But in the midst of his despair Dickory never thought of freeing himself, by a sudden bound, of the world and his woes. So long as Kate should live he must live, even if it were to prove to himself, and to himself only, how faithful to her he could be.

It was dark when men came tumbling below, throwing themselves into hammocks and bunks, and Dickory prepared to turn in. If sleep should come and without dreams, it would be greater gain than bags of gold. As he took off his coat, the letter of the English captain dropped from his breast. Until then he had forgotten it, but now he remembered it as a sacred trust. The dull light of the lantern barely enabled him to discern objects about him, but he stuck the letter into a crack in the woodwork where in the morning he would see it and take proper care of it.

Soon sleep came, but not without dreams. He dreamed that he was rowing Kate on the river at Bridgetown, and that she told him in a low sweet voice, with a smile on her lips and her eyes tenderly upturned, that she would like to row thus with him forever.

Early in the morning, through an open port-hole, the light of the eastern sun stole into this abode of darkness and sin and threw itself upon the red-stained letter sticking in the crack of the woodwork.

Presently Dickory opened his eyes, and the first thing they fell upon was that letter. On the side of the folded sheet he could see the superscription, boldly but irregularly written: "Miss Kate Bonnet, Kingston, Ja."

Dickory sat upright, his eyes hard-fixed and burning. How long he sat he knew not. How long his brain burned inwardly, as his eyes burned outwardly, he knew not. The noise of the watch going on deck roused him, and in a moment he had the letter in his hands.

All that day Dickory Charter was worth nothing to anybody. Blackbeard swore at him and pushed him aside. The young fellow could not even count the doubloons in a bag.

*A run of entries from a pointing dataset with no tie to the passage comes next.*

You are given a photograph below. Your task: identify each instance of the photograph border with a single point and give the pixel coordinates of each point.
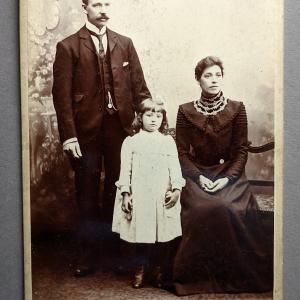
(278, 155)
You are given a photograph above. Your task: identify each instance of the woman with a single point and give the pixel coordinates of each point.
(223, 248)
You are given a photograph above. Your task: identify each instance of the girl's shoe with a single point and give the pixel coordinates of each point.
(139, 277)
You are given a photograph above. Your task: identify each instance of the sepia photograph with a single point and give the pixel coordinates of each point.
(152, 148)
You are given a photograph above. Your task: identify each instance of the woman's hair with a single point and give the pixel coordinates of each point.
(205, 63)
(149, 105)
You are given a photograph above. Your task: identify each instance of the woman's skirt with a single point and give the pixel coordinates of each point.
(224, 246)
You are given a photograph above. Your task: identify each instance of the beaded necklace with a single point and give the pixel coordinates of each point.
(210, 106)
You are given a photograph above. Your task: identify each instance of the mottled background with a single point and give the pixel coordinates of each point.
(170, 37)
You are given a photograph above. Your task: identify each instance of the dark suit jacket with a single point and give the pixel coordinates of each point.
(77, 95)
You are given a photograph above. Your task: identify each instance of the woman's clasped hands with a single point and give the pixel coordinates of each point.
(210, 186)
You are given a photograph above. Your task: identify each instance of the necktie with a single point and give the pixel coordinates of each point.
(99, 37)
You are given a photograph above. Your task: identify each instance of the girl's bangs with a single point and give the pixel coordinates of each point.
(153, 106)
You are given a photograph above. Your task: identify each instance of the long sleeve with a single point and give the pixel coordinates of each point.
(239, 148)
(124, 182)
(188, 167)
(139, 87)
(62, 91)
(177, 181)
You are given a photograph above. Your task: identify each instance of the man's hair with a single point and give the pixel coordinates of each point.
(149, 105)
(207, 62)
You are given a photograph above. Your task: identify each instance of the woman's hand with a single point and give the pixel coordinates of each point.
(205, 183)
(218, 185)
(127, 203)
(171, 198)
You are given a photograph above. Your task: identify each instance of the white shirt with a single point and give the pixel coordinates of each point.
(96, 30)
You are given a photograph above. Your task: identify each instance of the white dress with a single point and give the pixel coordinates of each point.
(149, 168)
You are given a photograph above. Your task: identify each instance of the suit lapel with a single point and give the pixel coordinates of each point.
(111, 39)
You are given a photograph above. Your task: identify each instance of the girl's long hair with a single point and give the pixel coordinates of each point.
(149, 105)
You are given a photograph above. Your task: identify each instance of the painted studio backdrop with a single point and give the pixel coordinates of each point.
(170, 38)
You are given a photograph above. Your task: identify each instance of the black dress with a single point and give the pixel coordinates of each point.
(223, 247)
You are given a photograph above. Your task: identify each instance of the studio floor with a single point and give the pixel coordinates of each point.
(52, 278)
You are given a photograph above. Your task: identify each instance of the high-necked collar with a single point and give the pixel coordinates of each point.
(218, 121)
(95, 29)
(149, 133)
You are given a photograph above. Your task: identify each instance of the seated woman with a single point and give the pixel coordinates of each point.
(223, 247)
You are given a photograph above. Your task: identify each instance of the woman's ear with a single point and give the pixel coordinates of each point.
(139, 117)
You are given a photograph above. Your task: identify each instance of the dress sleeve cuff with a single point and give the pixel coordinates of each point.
(178, 185)
(71, 140)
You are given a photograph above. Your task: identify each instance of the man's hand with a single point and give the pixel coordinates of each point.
(74, 149)
(171, 198)
(205, 183)
(218, 185)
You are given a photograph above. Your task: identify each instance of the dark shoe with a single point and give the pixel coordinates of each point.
(158, 277)
(139, 278)
(82, 271)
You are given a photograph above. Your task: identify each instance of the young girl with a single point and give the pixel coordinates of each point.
(147, 206)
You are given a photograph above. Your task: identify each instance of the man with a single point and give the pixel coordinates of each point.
(98, 80)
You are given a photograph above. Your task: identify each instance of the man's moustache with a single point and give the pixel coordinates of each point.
(103, 17)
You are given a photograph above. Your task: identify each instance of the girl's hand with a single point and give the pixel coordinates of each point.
(127, 203)
(218, 185)
(205, 183)
(171, 198)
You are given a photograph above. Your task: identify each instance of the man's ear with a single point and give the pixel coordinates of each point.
(84, 8)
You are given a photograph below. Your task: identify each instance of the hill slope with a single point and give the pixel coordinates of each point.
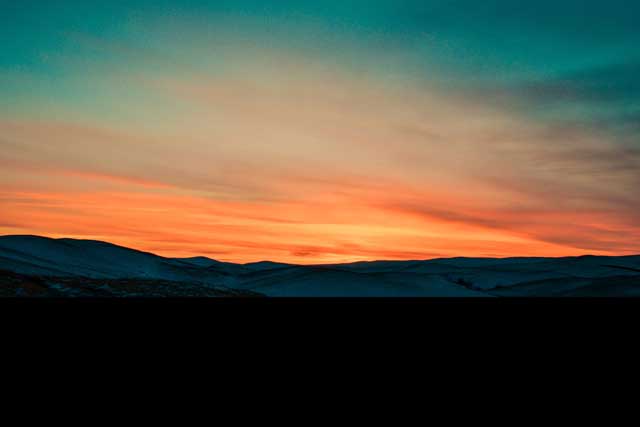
(93, 264)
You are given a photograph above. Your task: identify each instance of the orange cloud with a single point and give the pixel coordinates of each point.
(321, 166)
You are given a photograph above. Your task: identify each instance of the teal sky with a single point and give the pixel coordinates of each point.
(487, 114)
(571, 57)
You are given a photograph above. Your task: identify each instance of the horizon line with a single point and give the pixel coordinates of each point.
(319, 264)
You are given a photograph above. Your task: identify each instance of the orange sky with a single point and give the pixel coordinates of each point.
(325, 165)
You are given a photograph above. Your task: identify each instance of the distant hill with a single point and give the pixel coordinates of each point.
(71, 267)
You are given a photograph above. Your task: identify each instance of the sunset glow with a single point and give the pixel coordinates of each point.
(246, 131)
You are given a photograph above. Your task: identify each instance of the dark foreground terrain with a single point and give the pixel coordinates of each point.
(32, 266)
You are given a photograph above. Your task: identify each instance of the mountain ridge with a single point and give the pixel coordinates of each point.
(94, 264)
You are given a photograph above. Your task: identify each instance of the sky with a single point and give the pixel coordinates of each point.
(323, 131)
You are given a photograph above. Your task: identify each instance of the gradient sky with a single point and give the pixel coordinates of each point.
(323, 131)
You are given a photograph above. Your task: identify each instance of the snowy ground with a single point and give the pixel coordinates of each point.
(90, 268)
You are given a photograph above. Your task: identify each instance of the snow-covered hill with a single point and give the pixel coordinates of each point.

"Go to!" cried the pirate, blacker and more fantastically horrible than ever, for his bare left shoulder was bound with a scarf of silk and his great arm was streaked and bedabbled with his blood, "you are the most cursed coward I have met with in all my days at sea. So frightened out of your wits by a lively brush as that of yesterday! Too scared to count gold! Never saw I that before. One might be too scared to pray, but to count gold! Ha! ha!" and the bold pirate laughed a merry roar. He was in good spirits; he had captured and sunk an English man-of-war; sunk her with her English ensign floating above her. How it would have overjoyed him if all the ships, little and big, that plied the Spanish Main could have seen him sink that man-of-war. He was a merry man that morning, the great Blackbeard, triumphant in victory, glowing with the king's brandy, and with so little pain from that cut in his shoulder that he could waste no thought upon it.